There is a substantial body of empirical literature that establishes the benefits of customer satisfaction for firms.
“Customer satisfaction provides a leading indicator of consumer purchase intentions and loyalty.”
“Customer satisfaction data are among the most frequently collected indicators of market perceptions. Their principal use is twofold:”
- “Within organizations, the collection, analysis and dissemination of these data send a message about the importance of tending to customers and ensuring that they have a positive experience with the company’s goods and services.”
- “Although sales or market share can indicate how well a firm is performing currently, satisfaction is perhaps the best indicator of how likely it is that the firm’s customers will make further purchases in the future. Much research has focused on the relationship between customer satisfaction and retention.

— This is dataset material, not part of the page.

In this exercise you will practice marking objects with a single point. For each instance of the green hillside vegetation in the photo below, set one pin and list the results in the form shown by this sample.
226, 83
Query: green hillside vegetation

Studies indicate that the ramifications of satisfaction are most strongly realized at the extremes.” On a five-point scale, “individuals who rate their satisfaction level as ‘5’ are likely to become return customers and might even evangelize for the firm. (A second important metric related to satisfaction is willingness to recommend.
- This metric is defined as “The percentage of surveyed customers who indicate that they would recommend a brand to friends.” When a customer is satisfied with a product, he or she might recommend it to friends, relatives and colleagues.
- This can be a powerful marketing advantage.) “Individuals who rate their satisfaction level as ‘1,’ by contrast, are unlikely to return. Further, they can hurt the firm by making negative comments about it to prospective customers. Willingness to recommend is a key metric relating to customer satisfaction.”
- So guys,I hope you enjoyed read my article and i hope from this post,might be give you an ideas and inpiration for you next Strategic Planning and Strategic Thinking Good luck!!